5 years after Katrina, Gulf Coast employment still lags

Nicole Dow - Biloxi Sun-Herald

August 17, 2010 02:16 PM

LONG BEACH, Miss. — Post-Katrina employment along the Gulf Coast had not fully recovered before the recession of 2008 and is still lagging five years after the storm devastated the Mississippi coast, according to a recently published study from two professors at the University of Southern Mississippi Gulf Coast.

David Butler, director and associate professor of the International Development doctoral program, and Edward Sayre, the program's assistant director and associate professor, collected U.S. Bureau of Labor statistics from January 2001 through December 2009 to determine the economic impact of the hurricane on employment in Hancock, Harrison and Jackson counties in Mississippi.

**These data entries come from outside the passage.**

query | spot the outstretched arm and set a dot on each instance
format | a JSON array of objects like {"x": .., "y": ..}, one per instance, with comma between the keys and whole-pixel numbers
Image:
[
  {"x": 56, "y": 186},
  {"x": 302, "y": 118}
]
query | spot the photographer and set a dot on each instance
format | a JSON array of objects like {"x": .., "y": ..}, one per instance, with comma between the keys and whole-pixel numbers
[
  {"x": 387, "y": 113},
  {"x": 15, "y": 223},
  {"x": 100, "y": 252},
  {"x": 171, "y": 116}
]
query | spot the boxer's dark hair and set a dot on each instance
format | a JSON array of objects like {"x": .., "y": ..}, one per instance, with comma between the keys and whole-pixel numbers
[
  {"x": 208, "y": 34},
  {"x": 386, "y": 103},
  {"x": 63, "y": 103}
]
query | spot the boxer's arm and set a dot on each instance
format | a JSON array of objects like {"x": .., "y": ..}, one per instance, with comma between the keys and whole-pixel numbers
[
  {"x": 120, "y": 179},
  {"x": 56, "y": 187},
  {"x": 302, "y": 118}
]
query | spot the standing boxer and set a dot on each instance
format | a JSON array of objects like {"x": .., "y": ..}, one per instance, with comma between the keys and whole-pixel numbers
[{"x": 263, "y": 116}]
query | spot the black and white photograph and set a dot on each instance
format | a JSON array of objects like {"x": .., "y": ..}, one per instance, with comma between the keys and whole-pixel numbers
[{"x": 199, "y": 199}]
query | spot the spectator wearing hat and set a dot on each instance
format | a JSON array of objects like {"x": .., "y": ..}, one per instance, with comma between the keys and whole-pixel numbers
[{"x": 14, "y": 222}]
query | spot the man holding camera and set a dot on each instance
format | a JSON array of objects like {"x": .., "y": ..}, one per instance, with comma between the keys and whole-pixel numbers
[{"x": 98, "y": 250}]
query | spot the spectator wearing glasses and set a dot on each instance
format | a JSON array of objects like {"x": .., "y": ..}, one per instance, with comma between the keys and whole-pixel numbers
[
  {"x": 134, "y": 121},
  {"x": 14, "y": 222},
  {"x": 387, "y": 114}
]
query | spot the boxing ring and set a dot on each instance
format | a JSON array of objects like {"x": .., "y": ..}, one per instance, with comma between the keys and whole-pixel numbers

They found employment levels in the region were seven percent lower in December 2009 than they were prior to the storm in August 2005.

“For the Gulf Coast, this has been a rolling disaster,” Butler said in a university press release. “First there was Hurricane Katrina, then the recession of 2008, and now the oil spill of 2010. “It has been difficult for many coastal residents to regain their footing in the last five years.”

The study focused primarily on jobs in the service sector, which has about two-thirds of all the jobs in the coastal counties, Sayre said.